Mills polled three votes in Round 1 against Brisbane and Round 3 against Richmond and led the Swans count throughout. He was also judged best afield in Round 9 against Collingwood, Round 16 against West Coast and Round 20 against Essendon. Five wins.
Plus, he polled minor votes against the two grand final teams - one in a loss to Melbourne in Round 8 and two in a win over the Dogs in Round 17.
Hickey, who had polled just once in 102 games over 10 years before joining the Swans, was the other early bolter. He went 1-2-1 in his first three games in red and white.
That Mills would top the Swans vote wasn’t exactly a total shock after his outstanding season following his move into the midfield, but how he got there was a little curious. Just it was how others fared at times.
Using the 5-4-3-2-1 votes in the AFL Coach’s Association Player of the Year award converted to notional 3-2-1 Brownlow votes as a point of comparison there was a 62 percent correlation. Or a 38 percent variation. And that’s only comparing the three vote-getters in the medal with the three or more players voted best each week by the coaches.
Given there were five ties in the ‘Coachlow’ it was 44 of 71. Only 44 of the 66 players who polled in Sydney games in the Brownlow rated in the equivalent top bracket with the coaches.
And only five times in 22 games did the umpires and coaches identify the same three. Seven times they agreed on two of three and six times just one of three.
In the games where the coaches were split, twice the umpires voted for two of the coach’s four, once they got three of four, and once it was two of five.
The total outrider was the Round 15 game against Port. When the coaches had Port’s Charlie Dixon (10) best from Parker (8), Franklin, Mills and Port’s Travis Boak (3), Port’s Scott Lycett (2) and Willem Drew (1). The Brownlow votes went to Boak (3), Franklin (2) and Ollie Wines (1).
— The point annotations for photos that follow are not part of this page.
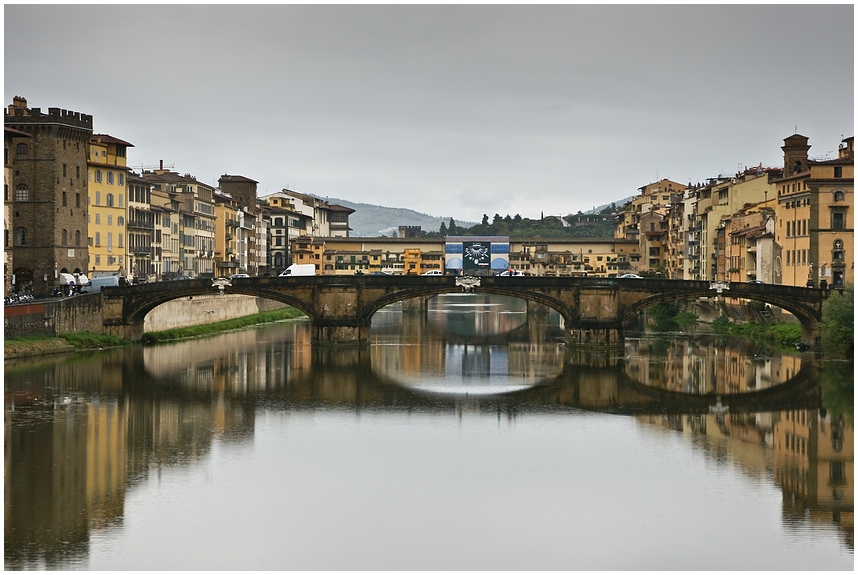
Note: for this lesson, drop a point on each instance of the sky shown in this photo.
(449, 110)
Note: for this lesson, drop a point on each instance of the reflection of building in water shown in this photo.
(692, 366)
(814, 466)
(811, 455)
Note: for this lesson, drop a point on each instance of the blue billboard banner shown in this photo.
(477, 253)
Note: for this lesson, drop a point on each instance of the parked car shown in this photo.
(299, 270)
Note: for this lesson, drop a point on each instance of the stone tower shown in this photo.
(795, 154)
(49, 193)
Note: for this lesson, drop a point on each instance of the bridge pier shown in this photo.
(602, 336)
(340, 334)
Dixon and Parker, clearly the best two with the coaches, did not get a vote. And Wines, who didn’t rate in the best seven players with the coaches, polled one vote. And won the medal by one vote.
In Round 18 against GWS, too, Papley and Parker were voted equal best by the coaches. Parker polled three medal votes and Papley none.
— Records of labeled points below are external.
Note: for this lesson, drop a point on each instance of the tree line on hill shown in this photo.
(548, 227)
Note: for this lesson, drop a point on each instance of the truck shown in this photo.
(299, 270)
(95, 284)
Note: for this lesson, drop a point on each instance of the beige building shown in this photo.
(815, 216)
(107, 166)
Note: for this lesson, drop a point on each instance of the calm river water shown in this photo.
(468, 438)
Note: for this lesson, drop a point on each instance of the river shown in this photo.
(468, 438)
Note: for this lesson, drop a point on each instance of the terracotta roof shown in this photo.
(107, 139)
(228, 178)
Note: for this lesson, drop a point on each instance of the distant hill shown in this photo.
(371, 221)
Sam Wicks was denied his first medal votes in similar fashion. He received 10 coaches votes in the Round 3 win over Richmond when he had 21 possessions and three goals and went unrewarded by the umpires.
Tom McCartin likewise in Round 17 when he received eight votes from the coaches, behind only Dawson (10), with Mills not among seven players recognised by the coaches. But Mills got one vote and McCartin none.
Braeden Campbell, too. He received five votes from the coaches in the Round 2 win over Adelaide, equal with McCartin behind only the Crows’ Taylor Walker. Kennedy and Hickey were not among seven players to vote with the coaches but the medal votes went Kennedy 3, Hickey 2 and Walker 1.
In Round 7, when Hickey returned from a one-week lay-off minus one posterior cruciate ligament, he got 10 coach’s votes against Geelong and a wipe from the umpires. McLean, rated eighth-best by the coaches with one vote, got one medal vote.
In Round 4 against Essendon the Swans picked up 25 of 30 coaches votes, with Sam Reid getting eight behind only Parker’s 10. But while Parker got three medal votes and Reid didn’t feature at all.
In Round 23 Franklin kicked six goals and was judged best by the coaches but had to be content with one medal vote.
But it worked both ways. In the Round 12 come-from-behind win over St.Kilda Parker wasn’t among seven players to poll with the coaches and the Saints’ Jack Higgins was equal best with the coaches yet Parker got three medal votes and Higgins none.
In the Round 6 loss to the Gold Coast the Suns polled 28 of 30 votes, with Touk Miller getting 10, but Miller didn’t poll in the medal and Josh Kennedy, the only Swan in the coaches votes with two, got one medal vote.